Introduction
What is sex, in the sense of sexual intercourse between two people?
Is it a biological function through which the human species reproduces itself? Is it a pleasurable pastime engaged in by consenting adults? Is it an act of genital intimacy restricted to married couples by moral and religious rules ?
Or is it much more than any of these? Could there be a mystical or even sacred dimension to sex that has been largely forgotten or overlooked in our modern world? Could it be that sexual longing, sexual ecstasy, has the potential to bring us closer to God?

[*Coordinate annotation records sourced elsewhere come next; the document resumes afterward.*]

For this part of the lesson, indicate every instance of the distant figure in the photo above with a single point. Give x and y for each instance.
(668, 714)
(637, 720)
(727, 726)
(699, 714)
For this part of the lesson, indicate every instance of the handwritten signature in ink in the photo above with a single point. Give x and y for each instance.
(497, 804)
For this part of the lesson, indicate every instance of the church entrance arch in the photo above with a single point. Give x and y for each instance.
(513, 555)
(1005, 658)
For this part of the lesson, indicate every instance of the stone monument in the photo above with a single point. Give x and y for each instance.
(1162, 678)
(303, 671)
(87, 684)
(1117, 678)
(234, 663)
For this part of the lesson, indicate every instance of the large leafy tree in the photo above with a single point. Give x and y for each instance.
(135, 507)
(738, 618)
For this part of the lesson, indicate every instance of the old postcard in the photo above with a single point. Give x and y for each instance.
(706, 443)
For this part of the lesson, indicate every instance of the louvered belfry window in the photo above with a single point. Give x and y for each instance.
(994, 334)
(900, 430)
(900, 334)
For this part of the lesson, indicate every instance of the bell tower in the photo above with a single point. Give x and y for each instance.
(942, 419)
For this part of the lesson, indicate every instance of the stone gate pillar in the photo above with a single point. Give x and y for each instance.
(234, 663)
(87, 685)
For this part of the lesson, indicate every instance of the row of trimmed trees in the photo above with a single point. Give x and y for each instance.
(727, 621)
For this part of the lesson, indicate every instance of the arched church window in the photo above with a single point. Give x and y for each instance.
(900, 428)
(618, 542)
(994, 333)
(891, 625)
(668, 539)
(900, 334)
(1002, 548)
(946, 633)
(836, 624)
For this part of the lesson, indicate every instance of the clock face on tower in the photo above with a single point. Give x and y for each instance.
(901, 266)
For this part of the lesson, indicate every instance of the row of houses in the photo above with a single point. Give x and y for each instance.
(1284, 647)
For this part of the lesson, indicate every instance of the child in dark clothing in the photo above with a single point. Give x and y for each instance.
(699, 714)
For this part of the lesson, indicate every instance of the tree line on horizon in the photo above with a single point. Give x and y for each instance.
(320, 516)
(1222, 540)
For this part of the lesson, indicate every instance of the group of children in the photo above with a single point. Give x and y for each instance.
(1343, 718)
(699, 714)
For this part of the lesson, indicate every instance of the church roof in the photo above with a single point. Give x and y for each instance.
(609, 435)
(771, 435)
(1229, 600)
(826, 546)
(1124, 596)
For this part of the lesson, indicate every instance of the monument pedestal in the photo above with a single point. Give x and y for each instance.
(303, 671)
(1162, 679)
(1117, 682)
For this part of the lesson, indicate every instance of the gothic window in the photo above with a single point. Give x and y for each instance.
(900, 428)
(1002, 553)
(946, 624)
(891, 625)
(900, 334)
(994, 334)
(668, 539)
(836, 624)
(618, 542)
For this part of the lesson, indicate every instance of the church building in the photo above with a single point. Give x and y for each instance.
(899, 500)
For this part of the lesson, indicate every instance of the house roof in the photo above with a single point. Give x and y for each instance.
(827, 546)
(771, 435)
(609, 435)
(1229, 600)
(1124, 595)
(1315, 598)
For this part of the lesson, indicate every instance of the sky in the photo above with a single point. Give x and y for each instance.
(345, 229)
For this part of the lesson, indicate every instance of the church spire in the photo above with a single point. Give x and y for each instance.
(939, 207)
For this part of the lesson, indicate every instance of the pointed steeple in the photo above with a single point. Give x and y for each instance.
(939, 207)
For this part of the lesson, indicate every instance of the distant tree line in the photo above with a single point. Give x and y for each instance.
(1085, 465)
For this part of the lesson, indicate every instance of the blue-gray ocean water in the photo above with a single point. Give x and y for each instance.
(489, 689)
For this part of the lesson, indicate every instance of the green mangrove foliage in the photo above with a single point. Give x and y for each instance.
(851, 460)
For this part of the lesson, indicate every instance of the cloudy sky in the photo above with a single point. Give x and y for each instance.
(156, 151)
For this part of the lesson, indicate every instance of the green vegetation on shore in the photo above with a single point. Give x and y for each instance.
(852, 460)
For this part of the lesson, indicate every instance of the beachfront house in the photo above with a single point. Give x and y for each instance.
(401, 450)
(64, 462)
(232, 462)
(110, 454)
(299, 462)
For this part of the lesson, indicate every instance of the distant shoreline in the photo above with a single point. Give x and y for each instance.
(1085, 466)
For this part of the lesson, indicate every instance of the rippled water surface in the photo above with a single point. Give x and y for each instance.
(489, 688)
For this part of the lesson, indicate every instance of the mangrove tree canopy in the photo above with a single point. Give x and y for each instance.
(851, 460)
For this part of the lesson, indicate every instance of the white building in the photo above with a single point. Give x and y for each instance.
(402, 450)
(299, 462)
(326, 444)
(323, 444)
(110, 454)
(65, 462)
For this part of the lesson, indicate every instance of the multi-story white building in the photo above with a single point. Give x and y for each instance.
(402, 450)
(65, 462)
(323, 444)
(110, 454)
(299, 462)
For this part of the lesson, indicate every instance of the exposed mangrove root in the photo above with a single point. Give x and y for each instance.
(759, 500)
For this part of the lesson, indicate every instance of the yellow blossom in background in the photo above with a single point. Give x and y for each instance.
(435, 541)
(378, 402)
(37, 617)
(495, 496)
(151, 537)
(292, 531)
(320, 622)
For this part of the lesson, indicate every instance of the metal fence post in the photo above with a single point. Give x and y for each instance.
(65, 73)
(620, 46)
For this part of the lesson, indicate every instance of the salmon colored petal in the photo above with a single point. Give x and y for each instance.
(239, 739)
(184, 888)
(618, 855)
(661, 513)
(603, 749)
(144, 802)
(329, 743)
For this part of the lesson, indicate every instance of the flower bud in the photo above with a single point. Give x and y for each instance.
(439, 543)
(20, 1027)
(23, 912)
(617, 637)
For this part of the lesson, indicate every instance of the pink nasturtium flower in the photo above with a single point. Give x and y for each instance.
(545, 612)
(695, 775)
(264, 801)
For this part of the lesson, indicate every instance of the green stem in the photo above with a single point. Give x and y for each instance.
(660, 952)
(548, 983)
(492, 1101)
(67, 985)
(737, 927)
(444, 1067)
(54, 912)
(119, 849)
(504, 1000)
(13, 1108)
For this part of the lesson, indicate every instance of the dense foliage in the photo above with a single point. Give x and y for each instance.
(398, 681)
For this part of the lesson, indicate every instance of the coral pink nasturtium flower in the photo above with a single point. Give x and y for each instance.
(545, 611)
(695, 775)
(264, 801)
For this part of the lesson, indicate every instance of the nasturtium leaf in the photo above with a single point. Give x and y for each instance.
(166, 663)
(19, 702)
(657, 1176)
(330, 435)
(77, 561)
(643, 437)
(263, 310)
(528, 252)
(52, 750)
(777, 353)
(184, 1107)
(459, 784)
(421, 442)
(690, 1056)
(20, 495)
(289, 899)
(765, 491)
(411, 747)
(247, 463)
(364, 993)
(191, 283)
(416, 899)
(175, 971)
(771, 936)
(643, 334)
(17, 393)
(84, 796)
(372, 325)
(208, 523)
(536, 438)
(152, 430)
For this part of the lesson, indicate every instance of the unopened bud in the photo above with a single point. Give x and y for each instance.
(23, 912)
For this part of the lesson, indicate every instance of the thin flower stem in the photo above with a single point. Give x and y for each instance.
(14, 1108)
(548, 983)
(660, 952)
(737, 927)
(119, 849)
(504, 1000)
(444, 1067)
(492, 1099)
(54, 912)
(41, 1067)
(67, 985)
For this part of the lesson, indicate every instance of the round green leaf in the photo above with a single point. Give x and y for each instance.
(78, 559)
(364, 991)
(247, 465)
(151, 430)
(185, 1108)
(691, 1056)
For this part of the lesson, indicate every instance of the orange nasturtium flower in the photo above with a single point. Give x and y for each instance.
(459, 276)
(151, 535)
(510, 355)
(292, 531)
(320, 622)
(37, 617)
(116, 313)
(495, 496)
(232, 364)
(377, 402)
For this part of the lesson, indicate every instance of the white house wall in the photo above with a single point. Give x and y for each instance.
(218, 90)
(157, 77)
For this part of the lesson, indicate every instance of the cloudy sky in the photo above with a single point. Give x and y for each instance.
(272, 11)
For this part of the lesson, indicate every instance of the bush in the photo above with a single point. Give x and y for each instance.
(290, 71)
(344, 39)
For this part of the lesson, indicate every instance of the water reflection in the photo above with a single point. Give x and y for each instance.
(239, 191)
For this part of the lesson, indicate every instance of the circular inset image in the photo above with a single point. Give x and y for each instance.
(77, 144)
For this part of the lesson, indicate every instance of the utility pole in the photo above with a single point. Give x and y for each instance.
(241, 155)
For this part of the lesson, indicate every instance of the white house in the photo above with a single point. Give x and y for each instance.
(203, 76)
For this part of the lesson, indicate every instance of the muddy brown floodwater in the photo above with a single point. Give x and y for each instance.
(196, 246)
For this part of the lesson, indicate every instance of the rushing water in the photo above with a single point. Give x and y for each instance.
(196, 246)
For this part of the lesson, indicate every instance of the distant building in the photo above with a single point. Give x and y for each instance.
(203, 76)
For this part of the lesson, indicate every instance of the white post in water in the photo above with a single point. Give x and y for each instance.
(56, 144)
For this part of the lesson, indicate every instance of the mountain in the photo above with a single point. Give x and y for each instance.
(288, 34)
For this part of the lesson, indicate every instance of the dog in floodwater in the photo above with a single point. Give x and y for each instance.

Growing up as I did in the Ireland of the 1950s and 60s, I learnt early on that sex in virtually all its manifestations was frowned upon by society in general and the Roman Catholic Church in particular. There was one exception to the otherwise negative outlook on sexual activity. That was the marital bed. Indeed procreative sex was encouraged and both medical and religious authorities promoted frequent childbearing, even if it put the mother’s health at risk.1
It was only later that I learnt of a Catholic angle on sex that was not condemnatory; quite the opposite in fact. This perspective was to be found in the poetry of St. John of the Cross, in the autobiographical writings of his contemporary, St. Teresa of Ávila and, most spectacularly, in the Bible itself – the Song of Songs to be precise. Not only did these sources not reject sex as a shameful and sinful act, they portrayed it as a kind of gateway to God.2
So when I studied the history of early Christianity I decided to focus on the origins of the Church’s perspective on sex. I wanted to see if, and how, its two quite different attitudes to sex, the censorious and the celebratory, could be reconciled. This led me to an interesting man named Origen and the result was an essay I wrote in 2012.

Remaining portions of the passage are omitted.